Urban societies worldwide are being reshaped by cultural and religious pluralization driven by migration and broader social change, prompting municipal governments, faith communities, and other stakeholders to play an increasingly active role in governing religious diversity. This urban governance involves a wide range of policy interventions and regulatory mechanisms. However, the relationship between interreligious dialogue and freedom of and from religion remains underexplored, particularly where dialogue functions not only as an object of governance or a mode of interreligious communication, but as a social practice that contributes to the establishment of norms for more equal and inclusive urban public spaces.

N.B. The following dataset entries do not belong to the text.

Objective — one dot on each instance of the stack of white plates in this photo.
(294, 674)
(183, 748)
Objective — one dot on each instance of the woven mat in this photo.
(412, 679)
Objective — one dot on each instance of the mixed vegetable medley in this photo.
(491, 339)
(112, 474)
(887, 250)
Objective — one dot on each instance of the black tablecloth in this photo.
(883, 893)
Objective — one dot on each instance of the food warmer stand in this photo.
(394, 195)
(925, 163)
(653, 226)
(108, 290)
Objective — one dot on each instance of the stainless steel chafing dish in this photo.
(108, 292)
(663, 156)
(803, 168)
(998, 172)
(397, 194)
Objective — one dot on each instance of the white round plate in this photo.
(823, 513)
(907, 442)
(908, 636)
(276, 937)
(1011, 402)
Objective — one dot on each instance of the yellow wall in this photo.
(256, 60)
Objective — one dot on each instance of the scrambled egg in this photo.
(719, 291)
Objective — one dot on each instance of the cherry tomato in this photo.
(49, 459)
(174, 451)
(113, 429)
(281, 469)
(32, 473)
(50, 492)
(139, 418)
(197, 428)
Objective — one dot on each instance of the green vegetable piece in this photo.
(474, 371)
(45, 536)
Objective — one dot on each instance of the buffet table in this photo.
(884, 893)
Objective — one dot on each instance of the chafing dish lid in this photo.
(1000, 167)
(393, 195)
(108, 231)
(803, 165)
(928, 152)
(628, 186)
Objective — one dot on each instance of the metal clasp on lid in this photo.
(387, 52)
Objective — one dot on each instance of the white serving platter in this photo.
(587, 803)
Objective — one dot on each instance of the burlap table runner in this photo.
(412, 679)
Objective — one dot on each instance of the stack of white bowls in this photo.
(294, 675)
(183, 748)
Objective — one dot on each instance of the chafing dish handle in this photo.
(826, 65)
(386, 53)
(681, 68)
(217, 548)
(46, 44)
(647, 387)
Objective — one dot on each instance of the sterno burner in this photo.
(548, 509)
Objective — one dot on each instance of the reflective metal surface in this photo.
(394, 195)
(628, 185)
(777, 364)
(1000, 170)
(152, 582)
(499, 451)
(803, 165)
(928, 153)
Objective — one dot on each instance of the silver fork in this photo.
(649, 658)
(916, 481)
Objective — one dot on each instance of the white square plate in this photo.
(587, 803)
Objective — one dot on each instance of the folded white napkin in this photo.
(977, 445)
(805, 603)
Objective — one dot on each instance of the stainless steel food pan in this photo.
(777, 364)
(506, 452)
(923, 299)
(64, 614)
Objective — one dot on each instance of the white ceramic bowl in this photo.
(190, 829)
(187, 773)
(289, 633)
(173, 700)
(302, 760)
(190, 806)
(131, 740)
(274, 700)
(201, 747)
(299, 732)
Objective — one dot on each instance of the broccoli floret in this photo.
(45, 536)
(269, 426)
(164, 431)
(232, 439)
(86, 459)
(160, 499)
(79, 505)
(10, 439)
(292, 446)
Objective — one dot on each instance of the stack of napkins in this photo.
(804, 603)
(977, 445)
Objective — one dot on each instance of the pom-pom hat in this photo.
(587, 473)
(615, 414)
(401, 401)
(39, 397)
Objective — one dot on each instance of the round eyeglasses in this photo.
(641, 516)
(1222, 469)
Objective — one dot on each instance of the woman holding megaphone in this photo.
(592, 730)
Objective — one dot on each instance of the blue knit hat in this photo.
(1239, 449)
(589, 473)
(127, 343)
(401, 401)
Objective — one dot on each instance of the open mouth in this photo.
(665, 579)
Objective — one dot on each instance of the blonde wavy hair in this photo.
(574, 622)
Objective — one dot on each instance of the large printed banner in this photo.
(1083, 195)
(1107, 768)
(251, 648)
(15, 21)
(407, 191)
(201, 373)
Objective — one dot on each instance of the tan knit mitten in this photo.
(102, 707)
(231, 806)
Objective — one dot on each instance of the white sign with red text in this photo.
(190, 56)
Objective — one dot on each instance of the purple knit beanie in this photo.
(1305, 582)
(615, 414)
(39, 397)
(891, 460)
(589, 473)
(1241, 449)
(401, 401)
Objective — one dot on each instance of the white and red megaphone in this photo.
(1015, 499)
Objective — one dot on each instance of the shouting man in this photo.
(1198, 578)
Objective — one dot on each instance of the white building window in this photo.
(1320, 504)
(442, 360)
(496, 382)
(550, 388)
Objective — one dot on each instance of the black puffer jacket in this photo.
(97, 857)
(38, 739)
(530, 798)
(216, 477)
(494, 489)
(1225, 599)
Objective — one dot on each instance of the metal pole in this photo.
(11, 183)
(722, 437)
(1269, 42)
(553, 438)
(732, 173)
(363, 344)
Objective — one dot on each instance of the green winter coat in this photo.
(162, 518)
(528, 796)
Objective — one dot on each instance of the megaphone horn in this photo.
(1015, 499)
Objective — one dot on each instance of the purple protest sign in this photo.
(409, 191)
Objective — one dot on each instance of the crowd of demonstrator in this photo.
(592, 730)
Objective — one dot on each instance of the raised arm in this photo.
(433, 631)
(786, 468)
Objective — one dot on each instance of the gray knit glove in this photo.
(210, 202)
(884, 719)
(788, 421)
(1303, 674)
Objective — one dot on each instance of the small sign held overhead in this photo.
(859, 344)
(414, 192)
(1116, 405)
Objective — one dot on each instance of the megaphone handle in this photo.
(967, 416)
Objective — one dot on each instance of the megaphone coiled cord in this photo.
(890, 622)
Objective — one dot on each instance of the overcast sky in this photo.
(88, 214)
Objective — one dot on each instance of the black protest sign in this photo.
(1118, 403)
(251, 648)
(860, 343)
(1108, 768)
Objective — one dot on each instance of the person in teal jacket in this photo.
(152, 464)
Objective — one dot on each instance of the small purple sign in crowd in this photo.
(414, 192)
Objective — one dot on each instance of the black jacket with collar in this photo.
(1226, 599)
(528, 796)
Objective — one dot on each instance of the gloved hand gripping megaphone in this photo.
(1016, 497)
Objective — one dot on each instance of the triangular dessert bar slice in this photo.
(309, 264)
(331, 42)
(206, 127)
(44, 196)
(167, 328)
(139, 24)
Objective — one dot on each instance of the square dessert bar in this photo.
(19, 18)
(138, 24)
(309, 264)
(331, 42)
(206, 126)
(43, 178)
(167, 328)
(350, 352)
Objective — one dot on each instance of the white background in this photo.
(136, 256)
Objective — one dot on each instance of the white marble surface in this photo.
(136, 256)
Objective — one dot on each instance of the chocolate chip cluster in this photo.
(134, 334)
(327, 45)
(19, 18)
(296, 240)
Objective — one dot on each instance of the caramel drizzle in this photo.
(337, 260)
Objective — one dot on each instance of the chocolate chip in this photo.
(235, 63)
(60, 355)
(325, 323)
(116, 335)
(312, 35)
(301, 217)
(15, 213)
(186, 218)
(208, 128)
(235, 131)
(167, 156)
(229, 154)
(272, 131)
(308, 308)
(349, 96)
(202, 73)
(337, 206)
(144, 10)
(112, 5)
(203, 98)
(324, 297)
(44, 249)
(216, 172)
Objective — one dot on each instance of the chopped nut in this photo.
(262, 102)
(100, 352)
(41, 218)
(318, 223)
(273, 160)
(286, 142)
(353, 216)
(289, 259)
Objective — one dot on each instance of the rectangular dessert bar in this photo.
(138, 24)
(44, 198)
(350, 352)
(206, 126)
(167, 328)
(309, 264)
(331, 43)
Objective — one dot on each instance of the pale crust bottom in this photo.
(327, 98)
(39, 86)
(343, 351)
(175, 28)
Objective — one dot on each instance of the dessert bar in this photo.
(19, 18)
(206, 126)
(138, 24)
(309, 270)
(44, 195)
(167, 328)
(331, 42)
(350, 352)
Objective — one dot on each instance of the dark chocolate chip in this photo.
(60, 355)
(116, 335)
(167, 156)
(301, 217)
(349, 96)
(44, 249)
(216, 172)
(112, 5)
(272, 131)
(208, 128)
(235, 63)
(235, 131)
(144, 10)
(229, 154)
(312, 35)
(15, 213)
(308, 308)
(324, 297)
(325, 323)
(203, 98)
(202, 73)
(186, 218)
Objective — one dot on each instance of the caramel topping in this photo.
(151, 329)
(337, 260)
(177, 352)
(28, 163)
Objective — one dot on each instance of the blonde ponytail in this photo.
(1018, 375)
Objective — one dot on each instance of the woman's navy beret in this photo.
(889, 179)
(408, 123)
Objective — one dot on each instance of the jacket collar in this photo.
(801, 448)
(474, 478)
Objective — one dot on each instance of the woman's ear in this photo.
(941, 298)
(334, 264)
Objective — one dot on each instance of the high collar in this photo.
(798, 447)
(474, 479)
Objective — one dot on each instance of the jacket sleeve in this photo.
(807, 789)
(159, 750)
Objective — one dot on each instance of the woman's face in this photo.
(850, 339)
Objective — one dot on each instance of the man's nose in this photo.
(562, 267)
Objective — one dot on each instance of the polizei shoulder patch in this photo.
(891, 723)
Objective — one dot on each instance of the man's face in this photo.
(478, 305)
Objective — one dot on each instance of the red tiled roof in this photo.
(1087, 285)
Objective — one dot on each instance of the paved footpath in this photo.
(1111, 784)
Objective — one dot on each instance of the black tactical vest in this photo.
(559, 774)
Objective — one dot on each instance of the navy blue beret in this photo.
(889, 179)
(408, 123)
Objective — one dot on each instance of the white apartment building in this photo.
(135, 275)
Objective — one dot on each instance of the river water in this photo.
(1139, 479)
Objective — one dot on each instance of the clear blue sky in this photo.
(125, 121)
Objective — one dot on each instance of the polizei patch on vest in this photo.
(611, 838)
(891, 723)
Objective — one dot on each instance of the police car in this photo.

This panel brings together five contributions that discuss how the governance of religious diversity is grounded in various Italian cities, and how freedom of/from religion is socially constructed in urban societies. Marco Bontempi analyzes sacred art museums as dialogical spaces where religious identities are enacted through performative interaction. Olga Breskaya and Giuseppe Giordan explore the meanings of religious freedom as an outcome of the interaction among multiple social actors who continuously define and reshape it through interreligious dialogue. Maddalena Colombo and Giulia Mezzetti examine the management of interreligious dialogue in Brescia, emphasizing tensions between participation and neutrality in a highly diverse urban setting. Matteo Di Placido and Stefania Palmisano conceptualize the interreligious field as a semi-autonomous space structured by institutional logics, ideological projects, and struggles over resources. Marco Guglielmi and Stefano Sbalchiero show how religious freedom and interreligious dialogue are framed in the Italian press, highlighting the role of media narratives in shaping public understandings of religious freedom and interreligious dialogue.